If you don't have these tools, we recommend using Docker Desktop:
- Mac: Docker Desktop for Mac
- Windows: Docker Desktop for Windows
- Linux: Docker Desktop for Linux
We've provided a docker-compose.yml
file that sets up everything you need to tackle this challenge. To get your environment up and running, navigate to the directory where you've unpacked these files using your Command Prompt or Terminal, and execute docker-compose up -d
. This might take a little while, especially if it's your first time running it.
Once docker-compose up -d
completes, you'll gain access to a Postgres Database and PGAdmin, a tool for interacting with the data. To access PGAdmin, open your web browser and go to localhost:5050
. From there, you'll need to configure a connection to the server. To do this, select "Add New Server" from the dashboard.
Connection Details:
- Host:
local_pg
- Port:
5432
- User:
postgres
- Password:
postgres
The database is comprised of three tables:
Column Name | Data Type | Description |
---|---|---|
event_id (primary_key) | VARCHAR | Unique ID for the event |
home_team | VARCHAR | Home team for the event |
away_team | VARCHAR | Away team for the event |
home_team_location | VARCHAR | Base city of the home team |
away_team_location | VARCHAR | Base city of the away team |
day_of_week | VARCHAR | Day of the week ('Sunday', etc.) |
time_slot | VARCHAR | Categorical time/day grouping |
game_day | TIMESTAMP | Game date (EST) |
game_start_time | TIMESTAMP | Event start time (EST) |
week_start | TIMESTAMP | Start time of the week (EST) |
week_of_season | FLOAT | Week number of the season |
Column Name | Data Type | Description |
---|---|---|
user_number (primary_key) | VARCHAR | Unique user identifier |
age | FLOAT | User's age in years |
registration_timestamp | TIMESTAMP | Registration timestamp for the sportsbook (EST) |
location | VARCHAR | User's place of residence |
Column Name | Data Type | Description | Additional Resources |
---|---|---|---|
bet_id (primary_key) | INTEGER | Unique bet identifier | |
user_number | VARCHAR | Unique user identifier | |
event_id | VARCHAR | Event associated with the bet | |
bet_offer_type_name | VARCHAR | Description of the bet type | Spread, Over/Under, Outright |
wager_amount | FLOAT | Wager amount in USD | |
outcome_decimal_odds | FLOAT | Bet odds in decimal format | Decimal Odds |
outcome_american_odds | FLOAT | Bet odds in American format | American Odds |
bet_placed_time | TIMESTAMP | Bet placement time (EST) | |
bet_status | VARCHAR | Bet settlement status | |
bet_result | VARCHAR | Bet outcome | |
payout | FLOAT | Payout amount in USD if the bet wins |
The compose file also sets up a Jupyter Server instance for you to use.
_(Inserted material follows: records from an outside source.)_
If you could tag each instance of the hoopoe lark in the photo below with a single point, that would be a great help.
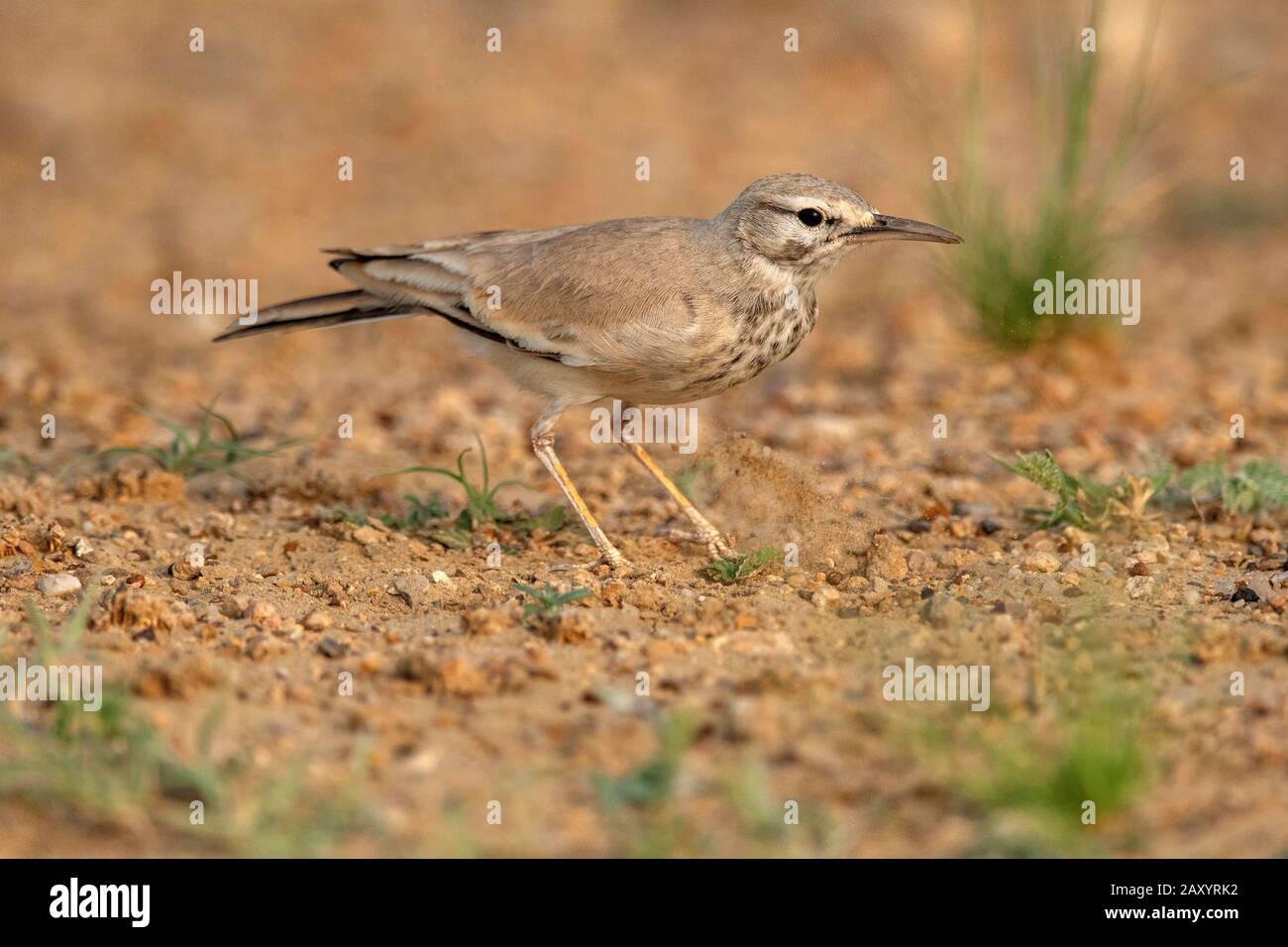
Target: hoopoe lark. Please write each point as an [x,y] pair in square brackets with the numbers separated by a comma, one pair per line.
[649,311]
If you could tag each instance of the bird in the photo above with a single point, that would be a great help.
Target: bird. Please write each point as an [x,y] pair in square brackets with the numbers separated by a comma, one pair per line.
[644,311]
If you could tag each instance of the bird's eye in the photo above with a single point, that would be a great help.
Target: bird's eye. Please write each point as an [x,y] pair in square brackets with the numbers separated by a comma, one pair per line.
[810,217]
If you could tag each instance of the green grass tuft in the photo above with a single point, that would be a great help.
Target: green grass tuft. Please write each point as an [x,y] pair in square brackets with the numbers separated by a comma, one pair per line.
[191,454]
[1068,227]
[548,602]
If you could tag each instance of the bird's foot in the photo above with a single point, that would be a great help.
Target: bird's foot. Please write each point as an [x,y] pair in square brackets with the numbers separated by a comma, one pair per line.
[612,558]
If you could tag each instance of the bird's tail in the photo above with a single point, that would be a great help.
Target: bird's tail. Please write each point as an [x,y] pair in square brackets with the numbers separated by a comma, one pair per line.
[316,312]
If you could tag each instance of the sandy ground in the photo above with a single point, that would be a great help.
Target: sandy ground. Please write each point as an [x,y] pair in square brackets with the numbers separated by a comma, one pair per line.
[323,685]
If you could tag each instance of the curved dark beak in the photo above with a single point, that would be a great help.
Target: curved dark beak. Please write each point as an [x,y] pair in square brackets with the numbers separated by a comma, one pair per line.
[902,228]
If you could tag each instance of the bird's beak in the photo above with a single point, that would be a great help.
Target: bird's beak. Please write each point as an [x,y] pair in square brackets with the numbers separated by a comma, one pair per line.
[901,228]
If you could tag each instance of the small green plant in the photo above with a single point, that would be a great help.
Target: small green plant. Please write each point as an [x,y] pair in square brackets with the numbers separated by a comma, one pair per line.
[1069,228]
[548,602]
[481,505]
[54,643]
[191,454]
[1262,484]
[111,762]
[734,569]
[652,784]
[642,805]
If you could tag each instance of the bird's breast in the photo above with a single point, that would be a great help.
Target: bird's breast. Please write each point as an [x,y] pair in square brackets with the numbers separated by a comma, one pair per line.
[768,331]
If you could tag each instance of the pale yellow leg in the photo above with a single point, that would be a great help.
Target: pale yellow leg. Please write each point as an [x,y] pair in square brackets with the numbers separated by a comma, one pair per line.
[716,545]
[544,446]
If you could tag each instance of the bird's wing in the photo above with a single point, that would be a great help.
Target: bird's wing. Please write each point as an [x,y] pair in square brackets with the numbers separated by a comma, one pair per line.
[588,295]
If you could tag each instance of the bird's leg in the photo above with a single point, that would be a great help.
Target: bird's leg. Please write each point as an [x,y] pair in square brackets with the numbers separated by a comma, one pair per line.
[544,446]
[716,545]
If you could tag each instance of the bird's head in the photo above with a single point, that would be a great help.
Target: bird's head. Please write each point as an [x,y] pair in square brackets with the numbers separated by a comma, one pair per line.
[805,224]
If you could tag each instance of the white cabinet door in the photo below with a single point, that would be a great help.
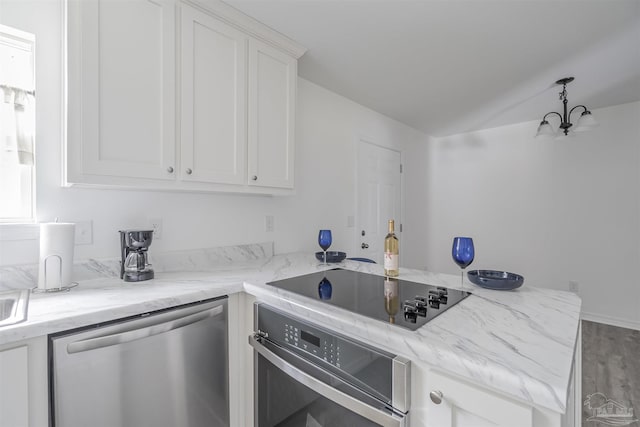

You can access it by going to localhost:8888?token=sports
in your web browser.
For this challenge, feel free to modify any existing files or add new ones as you see fit. This includes the provided Jupyter notebook. The only files that must remain untouched are the CSV files in the data
directory.
Unlike the Data Scientist version of this challenge, the MLE version is more open-ended. Your interpretation of the problem and how you address the loose requirements will be a significant part of the evaluation.
We genuinely mean it when we say not to spend too much time on this challenge. Beyond technical skills, we're interested in other soft skills, including time management.
Provide us with a write-up in whichever format you prefer, outlining your solution concisely. Additionally, take this chance to suggest extra features or improvements you would implement with more time.
(Note: While mentioning "monitoring model outputs" is valuable, please elaborate on how you would do this.)
Please save your write-up as challenge_submission.<file_extension>
and place it in the project root.
Once you've completed the challenge, repackage the project as <your_name>_interview_challenge.zip
and send it back to the recruiter.